O Brasil fechou 2025 com aumento de 5% no estoque de empregos formais em relação a 2024, segundo a Rais divulgada pelo Ministério do Trabalho e Emprego. Ao todo, são 59,971 milhões de trabalhadores formais no país. Desse total, 46,128 milhões são celetistas, 12,657 milhões estatutários e 1,186 milhão atuam em organizações sem fins lucrativos, sindicatos, na pessoa física rural, entre outros.
A Rais também aponta que o setor de Serviços segue como principal gerador de vagas, com 35,695 milhões de vínculos, alta de 7,2%. O Comércio soma 10,487 milhões (+1,7%) e a Indústria, 9,017 milhões (+1,7%). Construção tem 2,57 milhões de vínculos (+2,5%) e Agropecuária, 1,812 milhão (+1,6%).
Desempenho por setor
No campo dos serviços, a Administração Pública registrou expansão de 15,2% no nº de empregos, com 1.483.555 vínculos. A maior parte do crescimento ocorreu em municípios (18,2%) e nos governos estaduais (10,3%). Educação teve incremento de 6,2% (212.611 vínculos) e Saúde Humana, 4,2% (142.598 vínculos).

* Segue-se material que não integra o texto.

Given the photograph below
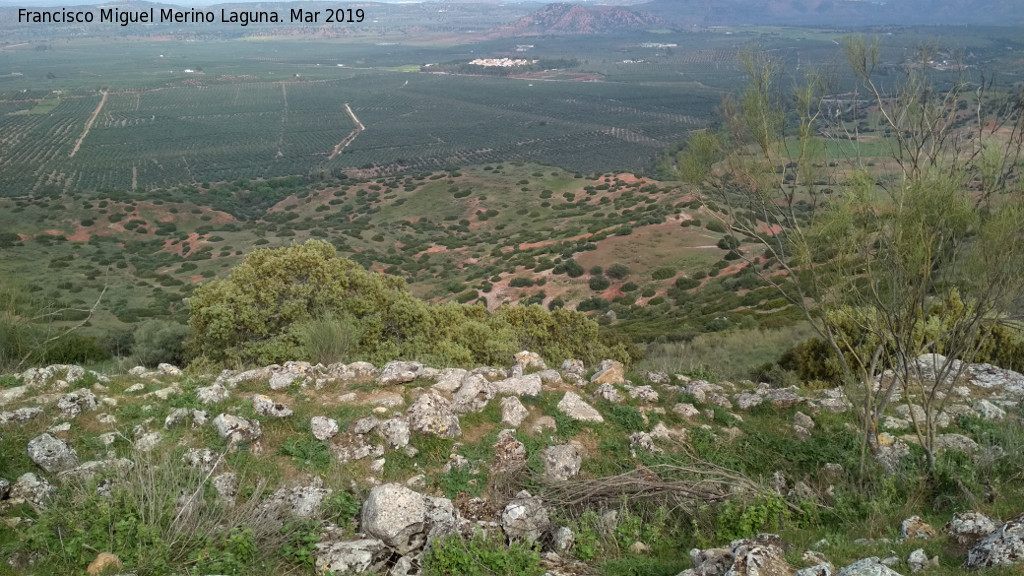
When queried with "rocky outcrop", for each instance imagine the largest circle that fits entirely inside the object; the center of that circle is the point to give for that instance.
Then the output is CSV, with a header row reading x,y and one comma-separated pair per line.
x,y
433,414
525,518
404,520
52,454
1005,546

Apesar da expansão do estoque, a remuneração média caiu 0,5%, passando a R$ 4.434,38 em 2025, segundo a Rais. O levantamento também mostra aumento no número de estabelecimentos formais, de 4,7 milhões para 4,8 milhões (crescimento de 2,1%).
Regional e federativas
A Rais aponta crescimento regional mais expressivo no Nordeste, com 10,1% e 1.076.603 vínculos, seguido pela região Norte, também com 10,1% e 354.753 vínculos. Centro-Oeste teve alta de 5,7% (322.513 vínculos). Sudeste e Sul registraram aumentos de 2,9% (807.240 vínculos) e 2,9% (285.514 vínculos), respectivamente.

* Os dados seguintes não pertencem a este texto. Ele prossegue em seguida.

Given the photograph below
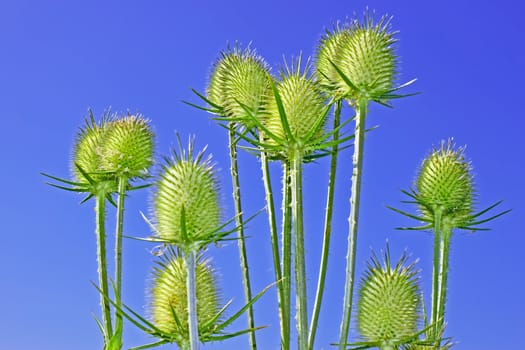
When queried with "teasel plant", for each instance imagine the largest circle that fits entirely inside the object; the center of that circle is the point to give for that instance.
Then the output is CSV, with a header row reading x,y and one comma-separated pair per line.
x,y
107,157
357,63
186,220
389,305
445,197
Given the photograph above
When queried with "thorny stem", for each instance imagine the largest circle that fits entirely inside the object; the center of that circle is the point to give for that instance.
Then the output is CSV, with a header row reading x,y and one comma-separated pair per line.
x,y
122,183
191,285
234,170
100,211
327,232
436,278
357,173
270,209
287,247
301,314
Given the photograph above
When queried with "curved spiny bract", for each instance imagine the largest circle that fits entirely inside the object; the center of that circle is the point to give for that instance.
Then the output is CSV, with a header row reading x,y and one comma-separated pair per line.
x,y
389,301
239,84
364,54
186,205
168,296
299,126
445,184
128,147
88,149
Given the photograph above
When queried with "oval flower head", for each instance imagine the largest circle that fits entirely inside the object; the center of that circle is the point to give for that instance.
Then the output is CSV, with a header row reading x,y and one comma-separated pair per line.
x,y
445,184
168,305
388,308
186,205
295,114
357,60
88,149
238,84
128,149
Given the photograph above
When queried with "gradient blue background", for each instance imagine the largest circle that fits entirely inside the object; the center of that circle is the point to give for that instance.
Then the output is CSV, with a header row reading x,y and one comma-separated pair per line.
x,y
59,58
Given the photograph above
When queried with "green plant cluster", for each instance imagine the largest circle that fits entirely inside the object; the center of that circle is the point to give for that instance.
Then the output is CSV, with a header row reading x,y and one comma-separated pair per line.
x,y
292,118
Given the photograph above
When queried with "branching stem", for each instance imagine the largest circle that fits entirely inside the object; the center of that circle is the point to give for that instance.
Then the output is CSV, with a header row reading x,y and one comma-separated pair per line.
x,y
357,171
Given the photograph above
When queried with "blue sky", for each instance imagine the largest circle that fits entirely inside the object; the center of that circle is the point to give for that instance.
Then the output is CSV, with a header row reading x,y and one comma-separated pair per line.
x,y
59,58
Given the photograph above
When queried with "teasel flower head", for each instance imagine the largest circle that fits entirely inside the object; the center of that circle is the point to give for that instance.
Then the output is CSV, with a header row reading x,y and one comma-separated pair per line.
x,y
388,310
168,304
357,60
239,84
295,113
88,149
128,147
186,203
445,184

Entre as Unidades da Federação, o maior crescimento relativo ficou com Amapá (20,5%, 31.396 vínculos), Piauí (13,2%, 74.244), Alagoas (13%, 81.633) e Paraíba (12,9%, 103.278). Em termos absolutos, as altas mais expressivas ocorreram em São Paulo (2,3%, 357.493 vínculos), Bahia (9,7%, 266.035), Minas Gerais (3,7%, 224.876) e Ceará (10,6%, 195.462).